というわけでえ〜と、久々に大好きなアーティストについて、
ここで語らさせてもらってもよいですか?





**********************************




『BONNIE PINK』と聞いて、音楽と共に日々過ごしている方ならば、
知らない人はいないでしょう。それくらい実力を持ったアーティストです。

知的で奥の深い詞の世界。普通の女の子っぽい声ながら
卓越した歌唱力。そして天才的なメロディセンス。
さらに、彼女の実力を心底実感したいならば、
『Bonnie's Kitchen #2』の英語曲ベスト版を聞きましょう。

彼女の英語曲を聞いたネイティブの人が、
「日本人の女の子が歌っているとは思わなかった!」
と云った話は有名。それぐらい彼女の英語曲は秀逸です。





…というわけで、
日本でもトップの実力を持つシンガーソングライターで、
J-WAVEなどでは常にランキング上位を誇る彼女ですが、
その実力の割に一般認知度はイマイチのような気がします。


しかしここ最近、いよいよボニーピンクが、
超強力なプロモーションを繰り広げはじめました。





**********************************







まずは、5月末より封切られております
映画
『嫌われ松子の一生』
ソープ嬢役で映画初出演!

劇中で主題歌の
『LOVE IS BUBLLE』
歌っています。

映画でソープ嬢を演じるボニー嬢


そして、あの資生堂アネッサCM曲
『A Perfect Sky』でブレイク中。


蛯原友里のCMやバックヌードジャケットより、
このボニーのCM曲の方が問合せが殺到したとのこと。
エビちゃんがこの曲の宣伝をしたようなものです。



ホームグラウンドのJ-WAVE『TOKIO HOT 100』では、
宇多田ヒカルを抑えて
2週連続1位。

エビちゃんバックヌード仕様の
初回限定盤ジャケット

通常盤ジャケット

そしてあのオリコンチャートでも、ボニー史上最高位の5位。現在でもTOP10圏内です。

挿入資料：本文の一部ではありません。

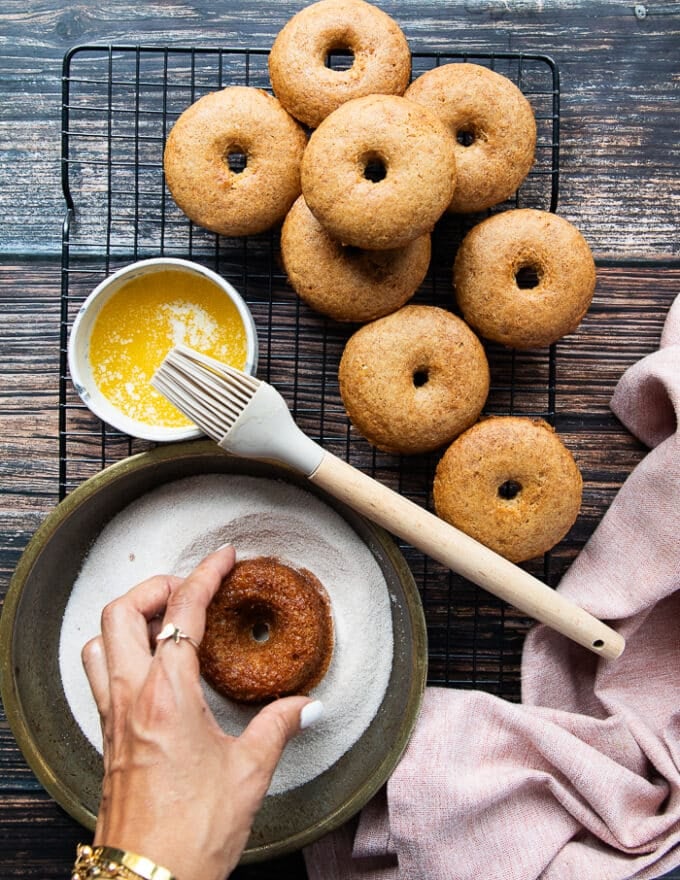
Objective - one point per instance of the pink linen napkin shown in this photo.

隠れた実力者、遅れてきた女王とはまさにボニーのこと。
ちなみに、ワタシが好きな3大DIVAは、宇多田ヒカル、椎名林檎、そしてボニーピンクですが、
これまで、実力に知名度と売り上げが伴っていなかったのがボニーなのです。


大ブレイクマキシ『A Perfect Sky』とともに、遅咲きの花を咲かせるか?






***********************************







それを狙って追い討ちをかけているのかは知りませんが、
7月26日コンプリートベストアルバムが発売されます。
アルバムタイトルは
『Every Single Day』




さて、主にこれからボニーピンクを聞こうという方、ライトなファンの方に向けて
このコンプリートベストアルバムの曲目紹介をさせていただきます。

ワタシも決してヘビーなファンではないので、
コンプリートなイントロにはならないかも知れませんが、
買うために参考となるレビュー代わりにはなると思います。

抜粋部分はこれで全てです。